In the following, we describe the process for the first layer, which we repeated separately for all seven layers. For all object images, we computed the activations for the current layer and vectorized them. Subsequently, within each of the 1,854 object concepts, we calculated the Pearson correlation coefficients between all pairs of vectors. For example, for an object concept containing 12 object images, this step yielded 66 correlation coefficients. Finally, we used MATLAB to display the object pairs subsequently, starting with the pair with the largest correlation coefficient and subsequently moving down correlation coefficient size. We manually checked the first 1,500 pairs and removed images that were duplicates, were the same object taken from different angles, or had an identical background. Screening the first 1,500 pairs proved to be effective, and not a single image was removed within the last 100 of those image pairs. We repeated this process for all seven layers. Since different network layers produced similar duplicate candidates, we excluded pairs that had been screen previously, but still screened an additional 1,500 pairs manually per layer.
Assignment of image order and image name in final database.
As the final step, we converted all images to jpeg-format, determined the final order of object images, and standardized their filenames. As described above, the goal for the final database was to have at least 12 images per concept. For the reason of simplicity, we deemed the first 12 images of each concept to be the most relevant ones. The first image of each concept was the reference image used in the object naming task, unless it was not of sufficient quality and had been excluded (number of excluded reference images: 191). All other images were initially sorted by image size. Then, we shuffled the order of the 11 largest images. For all concepts with more than 12 images, we separately shuffled the order of the remaining images. Since for comparison to computational vision algorithms it is often important to know which images were used for training an algorithm and since ImageNet is commonly used, all images chosen from ImageNet were labeled with the letter n. All reference images were labeled with the letter b, and all other images with the letter s.
Similarity matrices from computational models of semantics and vision
Semantic embedding based on synset vectors.
Semantic embeddings provide a low dimensional vector representation of words based on their co-occurrence statistics in large text corpora that approximate the relationship between word meanings. Recent developments in word embeddings based on shallow neural networks, in particular word2vec , have led to strong improvements in performance. A recent modeling approach  combined word2vec with knowledge about different senses based on WordNet synsets, providing separate vectors for different meanings of words. Here, we extracted those synset vectors (1) to create a similarity matrix in order to visualize the semantic distribution of different concepts, and (2) to provide a quantitative basis for the selection of a representative subset of concepts based on their semantic similarity and (3) to offer a resource for researchers who intend to use them alongside the concepts. In short, for all synsets, we extracted 300-dimensional synset vectors from those provided by Pilehvar and Collier  (https://pilehvar.github.io/deconf/) that had been trained with word2vec on the Google News Corpus (https://code.google.com/archive/p/word2vec/). For words not represented in WordNet or missing in the synset vector representations, we chose the original word2vec model, but rescaled word vectors to have the same standard deviation as synset vectors since synset vectors were reduced in variance. Finally, we calculated a similarity matrix between words using the Pearson correlation (the common cosine distance and Euclidean distance led to very similar results, all r > 0.96).

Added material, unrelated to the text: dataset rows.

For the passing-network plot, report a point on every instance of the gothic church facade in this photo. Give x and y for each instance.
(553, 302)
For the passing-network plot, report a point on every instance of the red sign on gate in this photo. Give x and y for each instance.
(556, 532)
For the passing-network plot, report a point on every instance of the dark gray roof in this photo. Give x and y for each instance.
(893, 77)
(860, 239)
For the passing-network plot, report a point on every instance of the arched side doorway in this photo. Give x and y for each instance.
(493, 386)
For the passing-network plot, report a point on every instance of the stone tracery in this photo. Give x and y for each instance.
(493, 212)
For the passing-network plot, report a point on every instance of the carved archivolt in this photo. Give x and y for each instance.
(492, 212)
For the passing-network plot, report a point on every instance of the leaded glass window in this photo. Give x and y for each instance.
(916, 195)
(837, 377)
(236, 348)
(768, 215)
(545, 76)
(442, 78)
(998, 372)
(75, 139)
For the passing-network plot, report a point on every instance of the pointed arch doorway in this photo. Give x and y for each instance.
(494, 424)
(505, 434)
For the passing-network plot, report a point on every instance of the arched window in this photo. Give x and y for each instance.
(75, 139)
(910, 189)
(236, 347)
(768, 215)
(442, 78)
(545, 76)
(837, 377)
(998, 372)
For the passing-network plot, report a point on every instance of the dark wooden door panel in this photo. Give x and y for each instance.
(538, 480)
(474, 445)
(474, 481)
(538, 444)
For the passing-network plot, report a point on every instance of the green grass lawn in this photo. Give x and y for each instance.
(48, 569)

Deep convolutional neural network activations for all object images.
Deep convolutional neural networks (CNNs) offer a computational model of object recognition and–due to their excellent performance–have become very popular models not only in the field of computer science, but also in psychology and neuroscience [34–36] (for review, see [37, 38]). We extracted the activations of CNN layers for two purposes. First, we use them to identify the degree of selectivity of each object concept and how it increases from early to late layers. Second, we provide similarity matrices of the images as an additional resource for researchers. To this end, we used CorNet-S , a comparably shallow recurrent neural network architecture inspired by the ventral visual stream in the macaque brain. For each of the images contained in our database, we extracted the activations for all five layers in CorNet-S and converted them to vectors. For each layer, we then created a similarity matrix by computing the Pearson correlation coefficient between all pairs of vectors.
1,854 object concepts and 27 core high-level categories
The final list of concepts comprised 1,854 concrete objects, mass items (e.g. “sand,” “coal,” “gravel”) or other “things” (e.g. “footprint,” “fingerprint”), and objects spanned a wide range of different concepts. All object concepts are provided with their WordNet synset IDs, a link to an example image, concreteness ratings  word frequency from several corpora [28, 30], category membership determined bottom-up through ratings and top-down through the WordNet hierarchy, definitions from WordNet, and others (for a full list, see S1 Table).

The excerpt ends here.